The commission-based pricing structure of raw spread accounts is generally better for high-frequency trading. In contrast, the embedded fee in fixed spread accounts is generally more competitive for traders following a low-volume, longer-term trading style.
Choosing by Currency Pair
Another factor to consider is when you will be trading and which currency pairs you want to trade. A standard account suits less liquid times or currency pairs with wider spreads.
Conversely, a zero-spread account suits currency spreads with tight spreads (the majors) and highly liquid markets (chiefly 08:00 to 12:00 EST when the London and New York markets are both open.
A note of caution: your broker’s specific terms and conditions can significantly impact the profitability of trades. Some raw spread accounts offer uncompetitive spreads and commissions. Likewise, some fixed-spread accounts are not suitable for the trading strategy you wish to pursue.
How Do Standard and ECN Accounts Differ?
When evaluating ECN accounts against market maker accounts, it is essential to note that fees and commissions, margin requirements, and maximum leverage permitted, among other factors, differ from one brokerage firm to another. When evaluating which account to select, it is important to factor this in.
- Spreads: a standard account usually has wider spreads than a zero-spread account.
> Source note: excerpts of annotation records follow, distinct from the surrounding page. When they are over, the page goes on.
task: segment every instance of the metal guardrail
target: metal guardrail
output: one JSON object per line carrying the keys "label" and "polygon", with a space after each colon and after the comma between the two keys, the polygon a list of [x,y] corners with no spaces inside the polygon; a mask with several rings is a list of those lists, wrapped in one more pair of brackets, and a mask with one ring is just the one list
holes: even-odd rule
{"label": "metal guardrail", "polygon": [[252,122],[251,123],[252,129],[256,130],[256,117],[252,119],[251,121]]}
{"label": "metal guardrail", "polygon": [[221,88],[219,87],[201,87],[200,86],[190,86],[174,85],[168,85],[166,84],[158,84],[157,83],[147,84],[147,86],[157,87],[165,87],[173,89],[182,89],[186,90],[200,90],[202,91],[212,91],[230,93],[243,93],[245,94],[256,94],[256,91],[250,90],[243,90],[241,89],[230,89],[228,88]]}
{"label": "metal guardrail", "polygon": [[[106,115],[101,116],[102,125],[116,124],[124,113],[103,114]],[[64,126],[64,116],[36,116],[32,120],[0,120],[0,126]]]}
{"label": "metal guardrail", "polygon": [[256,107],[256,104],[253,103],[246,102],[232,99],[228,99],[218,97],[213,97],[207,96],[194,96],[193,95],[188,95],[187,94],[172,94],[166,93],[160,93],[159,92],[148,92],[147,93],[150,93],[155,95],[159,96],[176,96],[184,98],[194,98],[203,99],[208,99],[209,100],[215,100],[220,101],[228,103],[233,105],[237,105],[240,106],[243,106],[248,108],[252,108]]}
- Pricing Transparency: raw spread accounts are more transparently priced than standard accounts, which do not reveal the underlying bid/ask prices in the market.
- Depth of Market Visibility: raw spread accounts offer far greater DOM visibility than fixed-spread accounts.
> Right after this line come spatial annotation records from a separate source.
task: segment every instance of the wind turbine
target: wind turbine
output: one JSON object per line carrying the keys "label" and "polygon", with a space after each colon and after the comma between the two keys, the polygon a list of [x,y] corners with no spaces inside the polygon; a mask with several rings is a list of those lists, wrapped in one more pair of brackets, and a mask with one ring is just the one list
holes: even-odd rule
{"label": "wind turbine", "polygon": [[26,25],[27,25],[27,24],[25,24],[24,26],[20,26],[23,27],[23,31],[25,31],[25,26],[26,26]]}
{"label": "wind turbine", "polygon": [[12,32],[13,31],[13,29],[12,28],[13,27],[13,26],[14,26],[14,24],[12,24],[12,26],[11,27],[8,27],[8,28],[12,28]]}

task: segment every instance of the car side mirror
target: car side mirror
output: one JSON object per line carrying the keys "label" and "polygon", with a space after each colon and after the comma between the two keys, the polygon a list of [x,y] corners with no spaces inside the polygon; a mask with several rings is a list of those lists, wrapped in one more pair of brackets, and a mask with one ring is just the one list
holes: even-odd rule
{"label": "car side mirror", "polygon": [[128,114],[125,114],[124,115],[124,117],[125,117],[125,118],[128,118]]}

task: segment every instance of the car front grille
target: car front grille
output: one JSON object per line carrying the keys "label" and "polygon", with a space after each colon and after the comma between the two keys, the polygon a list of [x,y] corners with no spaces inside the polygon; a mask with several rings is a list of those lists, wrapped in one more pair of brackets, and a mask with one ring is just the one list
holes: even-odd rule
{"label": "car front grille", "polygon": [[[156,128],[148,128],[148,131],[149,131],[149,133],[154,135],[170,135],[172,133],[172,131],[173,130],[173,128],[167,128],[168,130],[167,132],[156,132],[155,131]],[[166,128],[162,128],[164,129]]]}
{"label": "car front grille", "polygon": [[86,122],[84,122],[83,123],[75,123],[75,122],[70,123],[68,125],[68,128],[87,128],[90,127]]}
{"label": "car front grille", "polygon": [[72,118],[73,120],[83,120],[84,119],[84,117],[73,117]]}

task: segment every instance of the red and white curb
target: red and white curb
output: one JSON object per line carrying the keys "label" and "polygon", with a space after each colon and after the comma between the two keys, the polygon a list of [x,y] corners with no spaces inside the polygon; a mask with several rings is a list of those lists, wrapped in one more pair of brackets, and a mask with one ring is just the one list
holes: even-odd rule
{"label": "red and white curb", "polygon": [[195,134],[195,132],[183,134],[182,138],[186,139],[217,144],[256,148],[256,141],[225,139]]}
- Sources of Liquidity: standard accounts source liquidity from brokers; zero-spread accounts source liquidity from a pool of providers, including banks, other financial institutions, and other traders.
- Execution: ECN accounts typically offer faster execution than market-maker accounts. The swift execution of orders and increased potential for price improvement make them better for strategies such as scalping.
Which of These Types Should a Beginner Trader Select?
Standard forex accounts are generally better for beginners for several reasons (despite the downsides of this type of account).
Because the spreads are fixed, and there aren’t separate commissions to calculate, the pricing model of standard accounts is simpler. With the complexities of raw spread accounts, such as separate commissions, not a part of market maker accounts, they afford beginners a more accessible experience to learn trading basics and hone strategy.
Beginners can then focus on technical analysis, how this applies to market dynamics, and, most importantly, risk management. Owing to the popularity of standard accounts with beginners, brokers provide more educational resources, trading tools, and market analysis to these accounts.
The abundance of educational resources for fixed-spread accounts may be one reason they’re popular with beginners!
A market maker account also generally has a lower minimum deposit requirement, making it more accessible to a novice trader with little initial trading capital to speculate in forex.